Kevin and I don’t have a lot of space. We live in a one bedroom apartment, with a small back porch we use for an office. We used to keep dozens of boxes of whatever in the basement, but one day our landlord made everybody clean out all their stuff, and it’s sort of ruined our lives. Even with a storage unit three blocks away, boxes are stacked everywhere. The storage unit was so full that in order to organize our archives, we rented a second unit for a year. Kota Ezawa also let us use his art studio when he was on an extended out-of-town gig. I feel abject and scattered when I take in the disorganized chaos that surrounds me. Books have overflown their shelves and are stacked in irregular, toppling piles on every available surface. We’re getting rid of half these books, we declare. The last time we did a book sweep we made $500, but the will to do another sweep never seems to arise. It’s both more and less than laziness; it’s the sheer intensity of decision-making that stops us. That book on surrealism I’ve had since high school — to remove it would be like tossing away a part of my DNA. Same with my two copies of Julia Kristeva’s Powers of Horror — even though the parts that matter most to me have long been scanned and stored in the PDF folder on my hard drive, which is backed up both locally and online. As long as there’s an internet and I have money to pay for it, Powers of Horror will never leave me. But when I touch the books, I’m flooded with memories of discovering the lack around which all my writing would henceforth revolve, my brain sparking, my hand scribbling in the margins, purple, red, black. If I got rid of my two copies of Powers of Horror — even though I know I’ll never read either again — it would be as if I were rejecting my younger self, saying to my younger self I never really valued you.
Way back in the ’70s, my younger self read an interview with Jayne Anne Phillips — this was before Phillips started publishing with mainstream presses — and I remember her talking about the junk piled around the houses of poor people in the South, how by surrounding themselves with all this broken-down stuff, people who had nothing could feel the comfort of surplus. She somehow connected the lushness of Southern writing to those junkyard houses. I think of the stylistic opulence of my first novel, The Letters of Mina Harker — all the sex, cultural references, quotes, puns, poetry, parody I crammed on top of one another — each convoluted sentence screams THESE WORDS MATTER DODIE MATTERS. If only I’d kept my copy of Jayne Anne Phillips’ first chapbook of stories, Sweethearts, printed in 1976 in an edition of 400. I bet it would be worth something now. That’s the problem with choosing — it cannot be trusted. Invariably, non-hoarding lets you down.
Archivists wine and dine and flatter you until they break through your defenses. It’s like the archivists are Mommy and you’re sitting on the toilet taking your first poo. They say, “Good Dodie!” and you give them whatever they want, even tender bits you know are better kept hidden. What archivists want are singular unique objects, the irreplaceable. All these letters, photos, contracts, yellowed news clippings, flyers, manuscripts — moving my hands across their object auras, the sadness of materiality strikes me, the inevitability of loss.
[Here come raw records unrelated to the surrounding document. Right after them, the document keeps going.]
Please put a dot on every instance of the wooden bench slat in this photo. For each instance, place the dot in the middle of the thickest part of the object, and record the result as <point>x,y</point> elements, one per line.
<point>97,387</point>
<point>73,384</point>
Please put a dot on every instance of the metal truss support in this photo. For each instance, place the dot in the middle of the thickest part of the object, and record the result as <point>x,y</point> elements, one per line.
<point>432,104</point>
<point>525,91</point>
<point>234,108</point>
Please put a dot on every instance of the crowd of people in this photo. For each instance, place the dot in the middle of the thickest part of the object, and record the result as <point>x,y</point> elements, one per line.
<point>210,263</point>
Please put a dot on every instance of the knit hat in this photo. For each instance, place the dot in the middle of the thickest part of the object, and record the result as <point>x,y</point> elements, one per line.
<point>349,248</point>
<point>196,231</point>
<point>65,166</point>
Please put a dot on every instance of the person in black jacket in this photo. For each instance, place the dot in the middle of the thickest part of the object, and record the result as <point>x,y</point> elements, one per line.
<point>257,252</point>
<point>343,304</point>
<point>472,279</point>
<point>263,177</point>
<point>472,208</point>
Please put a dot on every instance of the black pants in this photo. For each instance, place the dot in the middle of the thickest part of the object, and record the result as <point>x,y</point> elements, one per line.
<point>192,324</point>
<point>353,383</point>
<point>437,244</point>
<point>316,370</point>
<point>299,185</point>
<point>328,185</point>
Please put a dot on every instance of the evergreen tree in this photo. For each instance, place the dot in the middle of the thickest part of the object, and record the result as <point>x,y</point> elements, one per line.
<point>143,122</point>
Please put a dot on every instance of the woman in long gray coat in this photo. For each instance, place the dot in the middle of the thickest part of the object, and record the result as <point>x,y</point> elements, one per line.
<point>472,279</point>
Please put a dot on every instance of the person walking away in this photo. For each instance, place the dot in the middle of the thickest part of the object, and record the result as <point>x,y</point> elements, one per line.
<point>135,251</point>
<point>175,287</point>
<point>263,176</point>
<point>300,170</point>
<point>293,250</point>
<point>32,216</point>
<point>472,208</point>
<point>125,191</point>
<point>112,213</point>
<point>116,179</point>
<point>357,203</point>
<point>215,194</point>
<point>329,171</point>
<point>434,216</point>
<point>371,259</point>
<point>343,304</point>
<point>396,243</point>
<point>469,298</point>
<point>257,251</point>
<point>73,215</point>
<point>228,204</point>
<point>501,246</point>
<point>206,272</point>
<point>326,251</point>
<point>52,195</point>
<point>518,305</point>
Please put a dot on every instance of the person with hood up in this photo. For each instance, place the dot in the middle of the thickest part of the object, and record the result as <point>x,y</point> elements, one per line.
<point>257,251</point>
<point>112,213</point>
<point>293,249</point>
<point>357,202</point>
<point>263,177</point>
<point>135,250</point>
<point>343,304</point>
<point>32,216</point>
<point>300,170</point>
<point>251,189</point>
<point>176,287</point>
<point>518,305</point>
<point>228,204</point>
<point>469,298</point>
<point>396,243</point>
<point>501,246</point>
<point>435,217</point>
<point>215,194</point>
I think of old people getting ready to die and giving away their stuff. I think of schizophrenics who get rid of everything they own, all their money, and set off. I unearth the first two pages of a letter that is so intense it verges on love letter, but the final page is missing and I can’t figure out who it possibly could have been from. A tinge of panic hits me, this sense of a vast past that has vaporized — all that love and anger and realization. My past. The more the papers are organized, I start to think of them as an exoskeleton protecting me from annihilation. The sense of exposure is unbearable. I feel like I’m attending my own wake; I feel like I’m being embalmed. But I bear it because I want the money, want to be remembered — even though the future the archive promises feels impossible. Impossible in that I won’t be here any longer, impossible in that anybody could possibly be interested in my life/stuff. And then there’s my apocalyptic pessimism — it’s hard to believe that human life won’t soon be extinct. Posterity, despite the Beinecke’s climate-controlled storage facilites, may end up being puny. I gave the archivists everything. Everything except my journals and wedding photos and anything to do with my deceased parents. I kept these tokens out of love and a conviction that I’m not finished yet.